Outgoing message format
Outgoing messages can be of two types; VT_BSTR
or VT_UI1 | VT_ARRAY
. You control the output via the MessageFormatter. StringMessageFormat or ByteArrayMessageFormat are the available message formats; the default being StringMessageFormat.
<producer xsi:type="java:com.adaptris.core.msmq.StandardMsmqProducer">
...Existing Configuration skipped
<message-formatter xsi:type="java:com.adaptris.core.msmq.ByteArrayMessageFormat"/>
</producer>
Mapping to and from MSMQ headers
All messages on delivered via MSMQ have a set of properties associated with them; some or all of them can be mapped by using a list of property mappers If, for instance, you wanted add the ArrivedTime as an item of metadata when you receive the message then you could configure that as part of the consumer.
<consumer xsi:type="java:com.adaptris.core.msmq.MsmqPollingConsumer">
...Existing Configuration skipped
<property-mapper xsi:type="java:com.adaptris.core.msmq.MetadataMapper">
<property-name>ArrivedTime</property-name>
<metadata-key>msmqArrivedTimeMetadataKey</metadata-key>
</property-mapper>
</consumer>
Similarly if you wanted to set the value of the Label property to the AdaptrisMessage’s unique-id when you send the data to MSMQ then you can do that as well.
<producer xsi:type="java:com.adaptris.core.msmq.StandardMsmqProducer">
...Existing Configuration skipped
<property-mapper xsi:type="java:com.adaptris.core.msmq.MessageIdMapper">
<property-name>Label</property-name>
</property-mapper>
</producer>
Some properties aren’t byte arrays (like CorrelationId) so you may need to use the optional ByteTranslator element to translate those fields into strings.
For instance, if you wanted to make the Id property of the MSMQ Message the AdaptrisMessage unique-id then you would need to use a combination of MessageIdMapper and a ByteTranslator implementation to make that happen.
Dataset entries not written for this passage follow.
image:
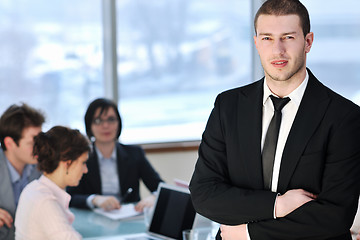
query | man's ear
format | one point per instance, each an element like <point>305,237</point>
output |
<point>9,142</point>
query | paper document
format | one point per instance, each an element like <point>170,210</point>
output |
<point>126,211</point>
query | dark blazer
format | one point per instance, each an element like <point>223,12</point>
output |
<point>7,201</point>
<point>132,167</point>
<point>321,155</point>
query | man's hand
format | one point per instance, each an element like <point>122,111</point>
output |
<point>146,202</point>
<point>292,200</point>
<point>5,218</point>
<point>107,203</point>
<point>237,232</point>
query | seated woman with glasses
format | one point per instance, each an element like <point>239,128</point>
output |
<point>115,169</point>
<point>43,209</point>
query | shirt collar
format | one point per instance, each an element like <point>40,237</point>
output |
<point>14,175</point>
<point>295,95</point>
<point>101,157</point>
<point>61,195</point>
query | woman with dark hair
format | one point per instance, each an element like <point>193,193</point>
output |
<point>115,169</point>
<point>43,209</point>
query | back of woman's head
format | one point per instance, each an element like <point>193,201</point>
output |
<point>58,144</point>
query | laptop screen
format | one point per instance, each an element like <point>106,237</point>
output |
<point>173,212</point>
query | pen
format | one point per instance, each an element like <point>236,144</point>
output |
<point>123,198</point>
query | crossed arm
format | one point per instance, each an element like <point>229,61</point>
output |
<point>284,205</point>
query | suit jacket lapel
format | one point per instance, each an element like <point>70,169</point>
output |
<point>310,113</point>
<point>94,171</point>
<point>250,128</point>
<point>6,191</point>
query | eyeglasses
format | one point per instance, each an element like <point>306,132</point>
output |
<point>110,120</point>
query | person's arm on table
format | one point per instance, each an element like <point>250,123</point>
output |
<point>5,218</point>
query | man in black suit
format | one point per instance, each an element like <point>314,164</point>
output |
<point>114,169</point>
<point>313,188</point>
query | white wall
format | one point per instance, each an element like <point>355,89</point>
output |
<point>172,165</point>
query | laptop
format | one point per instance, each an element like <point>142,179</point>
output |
<point>173,213</point>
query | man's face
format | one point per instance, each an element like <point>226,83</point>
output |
<point>24,152</point>
<point>282,47</point>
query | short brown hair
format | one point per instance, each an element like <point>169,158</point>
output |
<point>285,7</point>
<point>15,119</point>
<point>58,144</point>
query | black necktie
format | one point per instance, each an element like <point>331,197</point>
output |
<point>268,154</point>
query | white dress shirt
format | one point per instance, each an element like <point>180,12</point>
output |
<point>109,174</point>
<point>43,213</point>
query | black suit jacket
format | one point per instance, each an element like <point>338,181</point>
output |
<point>132,167</point>
<point>321,155</point>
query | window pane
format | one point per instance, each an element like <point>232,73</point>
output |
<point>334,57</point>
<point>174,58</point>
<point>51,57</point>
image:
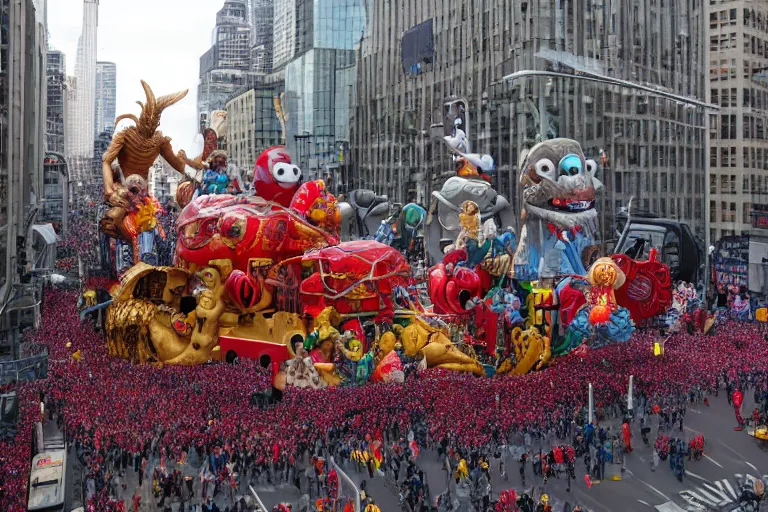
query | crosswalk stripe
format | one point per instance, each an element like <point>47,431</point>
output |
<point>713,461</point>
In this example; we’re turning the 20byte id into its hex representation, and we’re also storing the Id property as metadata under the key msmqOriginalId (but base64 encoded).
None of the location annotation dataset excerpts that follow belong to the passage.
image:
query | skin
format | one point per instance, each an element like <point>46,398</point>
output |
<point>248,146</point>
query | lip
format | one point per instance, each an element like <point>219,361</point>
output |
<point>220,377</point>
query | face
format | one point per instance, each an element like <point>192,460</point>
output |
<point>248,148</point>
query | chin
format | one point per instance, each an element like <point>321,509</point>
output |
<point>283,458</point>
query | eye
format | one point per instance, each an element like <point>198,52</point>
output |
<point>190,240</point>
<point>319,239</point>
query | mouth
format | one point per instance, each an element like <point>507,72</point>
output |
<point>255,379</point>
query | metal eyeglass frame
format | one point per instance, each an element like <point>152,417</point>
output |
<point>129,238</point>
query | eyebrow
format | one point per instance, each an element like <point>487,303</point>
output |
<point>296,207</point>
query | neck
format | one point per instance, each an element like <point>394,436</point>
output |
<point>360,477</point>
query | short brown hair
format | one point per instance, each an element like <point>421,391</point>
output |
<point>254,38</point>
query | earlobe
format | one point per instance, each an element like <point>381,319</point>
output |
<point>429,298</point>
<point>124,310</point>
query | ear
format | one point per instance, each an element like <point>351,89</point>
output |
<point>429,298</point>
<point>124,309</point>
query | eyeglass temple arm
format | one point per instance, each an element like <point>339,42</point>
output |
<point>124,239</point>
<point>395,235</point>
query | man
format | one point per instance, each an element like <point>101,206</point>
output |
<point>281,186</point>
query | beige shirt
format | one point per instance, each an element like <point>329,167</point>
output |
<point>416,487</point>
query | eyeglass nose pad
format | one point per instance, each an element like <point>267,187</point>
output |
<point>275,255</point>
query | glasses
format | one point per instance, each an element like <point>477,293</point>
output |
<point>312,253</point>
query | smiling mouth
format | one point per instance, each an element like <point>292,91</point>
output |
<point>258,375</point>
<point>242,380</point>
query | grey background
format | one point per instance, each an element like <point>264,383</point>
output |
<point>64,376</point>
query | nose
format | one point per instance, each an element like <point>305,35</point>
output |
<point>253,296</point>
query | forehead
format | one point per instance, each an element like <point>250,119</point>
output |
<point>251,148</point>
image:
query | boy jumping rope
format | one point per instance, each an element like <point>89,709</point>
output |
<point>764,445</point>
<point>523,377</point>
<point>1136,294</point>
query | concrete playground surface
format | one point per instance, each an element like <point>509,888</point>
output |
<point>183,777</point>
<consumer xsi:type="java:com.adaptris.core.msmq.MsmqPollingConsumer">
...Existing Configuration skipped
<property-mapper xsi:type="java:com.adaptris.core.msmq.MessageIdMapper">
<property-name>Id</property-name>
<byte-translator xsi:type="java:com.adaptris.util.text.HexStringByteTranslator"/>
</property-mapper>
<property-mapper xsi:type="java:com.adaptris.core.msmq.MetadataMapper">
<property-name>Id</property-name>
<byte-translator xsi:type="java:com.adaptris.util.text.Base64ByteTranslator"/>
<metadata-key>msmqOriginalId</metadata-key>
</property-mapper>
</consumer>
The Id property is “read-only” on the MSMQ Message so you won’t be able to use the AdaptrisMessage’s unique id as the Id property (it won’t fit into the 20byte requirement for CorrelationId either). Correlating messages between multiple technology stacks can cause its own particular set of issues and is a subject for another day.
A full list of supported properties can found in the MSMQMessage property documentation.
This is how easy it is to integrate MSMQ with Java.